Aerospace Technology Institute unveils concept for liquid hydrogen-powered aircraft
FlyZero project posits 279-pax midsize jetliner; will publish technology roadmaps for wings, H2 tanks and cryo fuel systems in early 2022.
FlyZero project long-range aircraft concept. Photo Credit: ATI
Developed by a team of U.K. aerospace and aviation experts under the government-backed FlyZero project, a midsize, long-range aircraft concept revealed by the Aerospace Technology Institute (ATI, Cranfield, U.K.) demonstrates the potential of green liquid hydrogen for air travel not just regionally or in short-haul flight, but for global connectivity. More importantly, the midsize concept will meet the demands of a sector of the market between single-aisle and widebody aircraft operations, which together account for 93% of aviation’s carbon emissions.

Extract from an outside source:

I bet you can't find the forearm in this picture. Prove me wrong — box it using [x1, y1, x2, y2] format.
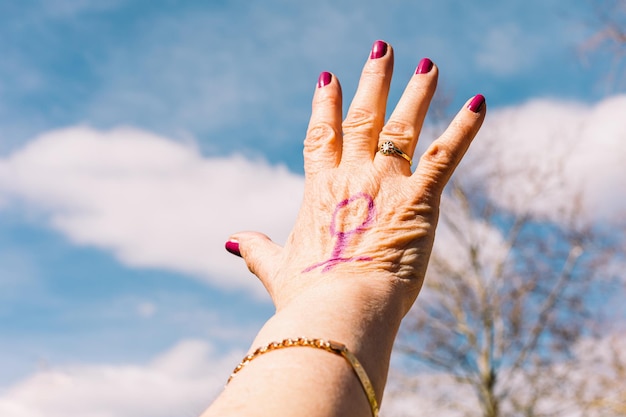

ATI FlyZero’s midsize aircraft concept demonstrates a zero-carbon emission aircraft capable of carrying up to 279 passengers globally with only one stop, and at the same speed as today’s aircraft. With a range of 5,250 nautical miles (NM) destinations including San Francisco (4,664 NM), Delhi (3,642 NM), Beijing (4,414 NM), Vancouver (4,105 NM), Mexico City (4,815 NM) and Rio De Janeiro (4,983 NM) are within reach from London. Destinations including Auckland (9,911 NM), Sydney (9,188 NM) and Honolulu (6,289 NM) are in reach with just one stop.

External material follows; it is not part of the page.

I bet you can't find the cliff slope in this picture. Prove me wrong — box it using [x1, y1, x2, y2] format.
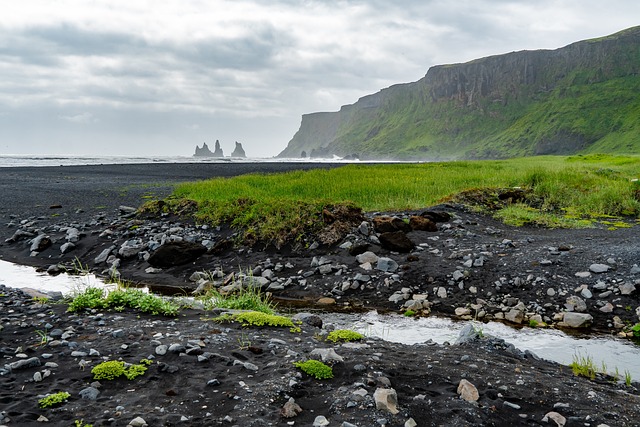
[278, 26, 640, 160]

Powered by liquid hydrogen, the fuel is stored in cryogenic fuel tanks at around -250ºC in the aft fuselage and two smaller “cheek” tanks along the forward fuselage. These cheek tanks also serve to keep the aircraft balanced as the fuel burns off and eliminate the need for any additional aerodynamic structures. The aircraft’s 54-meter wingspan carries two turbofan engines powered by hydrogen combustion.
“At a time of global focus on tackling climate change, our midsize concept sets out a truly revolutionary vision for the future of global air travel keeping families, businesses and nations connected without the carbon footprint,” says FlyZero project director Chris Gear. “This new dawn for aviation brings with it real opportunities for the U.K. aerospace sector to secure market share, highly skilled jobs and inward investment while helping to meet the U.K.’s commitments to fight climate change.”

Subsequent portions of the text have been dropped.